William Sandborn, MD - UCSD
Dr. Sandborn's overall research interests are in clinical trials, clinical pharmacology, and measurement of disease activity in inflammatory bowel disease. Studies focus on randomized controlled trials, clinical pharmacology and therapeutic drug monitoring biologics, and use of endoscopy, MRI enterography, and histology to measure disease activity. Trainees will have the opportunity to learn about the development of instruments to measure endoscopic, radiographic, and histologic disease activity.
Jeffrey Schwimmer, MD - UCSD
Dr. Schwimmer's research focuses on the field of pediatric obesity. Dr. Schwimmer's research addresses why do obese children differ so greatly in the number, type, and severity of co-morbid conditions? Obesity is a major risk factor for nonalcoholic fatty liver disease (NAFLD) in children and because of the high prevalence of childhood obesity it has become the most common cause of chronic liver disease in children. Students and trainees working in the Schwimmer laboratory are able to participate in local and national studies. Current projects include studies of (1) quality of life in NAFLD, (2) the associaton of NAFLD and cardiovascular events, (3) dietary risk factors for NAFLD, and (4) adipocytokines in obesity and fatty liver.

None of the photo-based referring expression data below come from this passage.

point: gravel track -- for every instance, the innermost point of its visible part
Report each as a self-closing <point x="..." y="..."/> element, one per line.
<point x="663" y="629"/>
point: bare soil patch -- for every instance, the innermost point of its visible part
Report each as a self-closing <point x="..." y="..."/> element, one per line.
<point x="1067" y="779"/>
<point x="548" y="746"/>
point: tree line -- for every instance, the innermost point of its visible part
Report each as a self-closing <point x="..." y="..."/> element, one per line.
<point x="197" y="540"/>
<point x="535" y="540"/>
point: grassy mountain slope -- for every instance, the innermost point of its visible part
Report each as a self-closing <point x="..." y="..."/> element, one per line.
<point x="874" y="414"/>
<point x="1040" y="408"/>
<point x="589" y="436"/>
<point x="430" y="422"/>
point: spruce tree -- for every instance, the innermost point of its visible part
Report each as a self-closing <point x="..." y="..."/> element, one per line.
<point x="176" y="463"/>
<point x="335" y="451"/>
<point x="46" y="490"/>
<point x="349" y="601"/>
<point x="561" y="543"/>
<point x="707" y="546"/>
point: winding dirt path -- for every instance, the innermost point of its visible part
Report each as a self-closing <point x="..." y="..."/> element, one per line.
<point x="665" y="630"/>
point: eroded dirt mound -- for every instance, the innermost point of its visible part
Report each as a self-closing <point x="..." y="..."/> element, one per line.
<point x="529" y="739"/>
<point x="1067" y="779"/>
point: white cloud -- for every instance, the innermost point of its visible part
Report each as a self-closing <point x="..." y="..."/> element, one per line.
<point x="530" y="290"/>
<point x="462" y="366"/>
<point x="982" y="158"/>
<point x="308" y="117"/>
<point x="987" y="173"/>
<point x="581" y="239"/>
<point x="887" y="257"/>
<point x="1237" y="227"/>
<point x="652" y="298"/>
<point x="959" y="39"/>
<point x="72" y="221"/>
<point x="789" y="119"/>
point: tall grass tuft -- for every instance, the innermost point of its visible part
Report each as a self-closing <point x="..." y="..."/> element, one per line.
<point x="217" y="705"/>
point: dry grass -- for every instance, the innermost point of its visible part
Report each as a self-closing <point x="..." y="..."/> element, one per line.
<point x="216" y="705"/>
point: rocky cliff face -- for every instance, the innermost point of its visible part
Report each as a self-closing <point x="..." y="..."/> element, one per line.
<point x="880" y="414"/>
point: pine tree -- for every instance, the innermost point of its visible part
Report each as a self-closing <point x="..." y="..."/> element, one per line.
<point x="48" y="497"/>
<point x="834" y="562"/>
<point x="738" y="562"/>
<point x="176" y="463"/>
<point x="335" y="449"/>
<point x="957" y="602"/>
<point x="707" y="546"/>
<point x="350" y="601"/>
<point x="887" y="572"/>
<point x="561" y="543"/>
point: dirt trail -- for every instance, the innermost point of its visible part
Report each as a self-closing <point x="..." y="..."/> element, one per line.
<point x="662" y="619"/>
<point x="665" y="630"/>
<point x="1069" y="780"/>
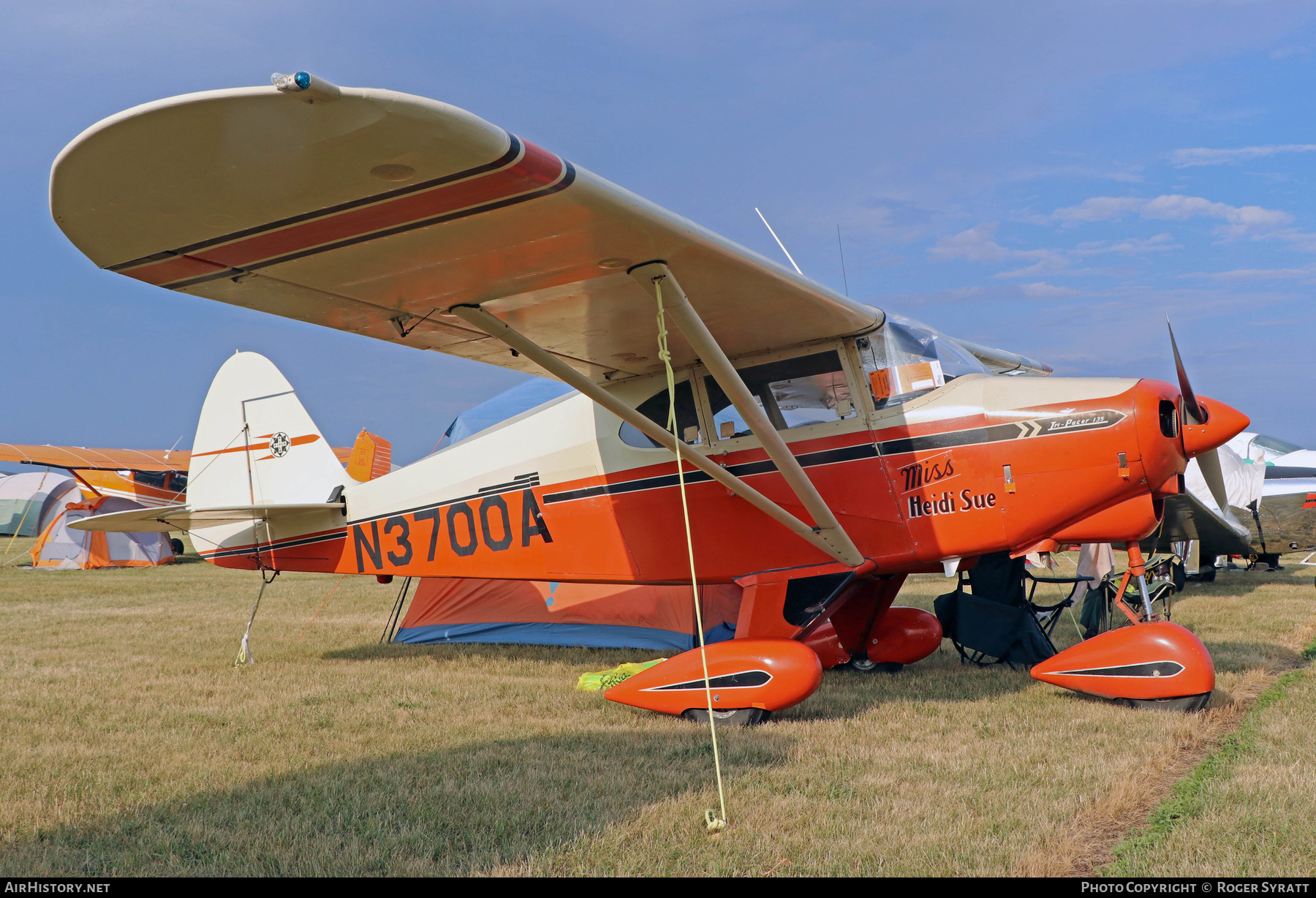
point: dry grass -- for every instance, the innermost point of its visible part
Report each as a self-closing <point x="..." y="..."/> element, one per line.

Susan S. Taylor, PhD - UCSD
Dr. Taylor uses a multi-disciplinary approach to probe the structure and function of one of the simplest members of the protein kinase family, cAMP-dependent protein kinase (cAPK). Dr. Taylor is studying the dynamic properties of PKA in the cell using recombinant and fluorescence methods. Trainees will learn state-of-the-art molecular biology to understand the structure and function of protein kinases.
Adjit Varki, MD - UCSD
Dr. Varki's research interests are focused on a family of sugars called the Sialic acids and their role in biology, evolution, and disease. Sialic acids are found at the outermost position of the glycan chains of all vertebrate cell surfaces and glycoproteins. The highest levels are found in the nervous system. Active projects are relevant to the roles of Sialic acids in microbial infection, the regulation of the immune response, the progression of cancer, and unique aspects of human evolution. Trainees have the opportunity to work with in vitro and in vivo models to understand the function of Sialic acids.
Geoffrey Wahl, PhD - The Salk Institute
Dr. Wahl studies center around the mechanisms that ensure faithful reproduction and segregation of DNA and how such safeguards are abrogated during cancer progression. A major focus concerns the mechanisms by which the p53 tumor suppressor ensures the integrity of the genome. Over the past several years, Dr. Wahl devised strategies to investigate how these extrachromosomal molecules are transmitted to daughter cells at mitosis. Dr. Wahl's laboratory at The Salk Institute offers a number of areas for projects by trainees that will provide excellent training in basic mechanisms of cell growth regulation directly relevant to gastrointestinal neoplasia.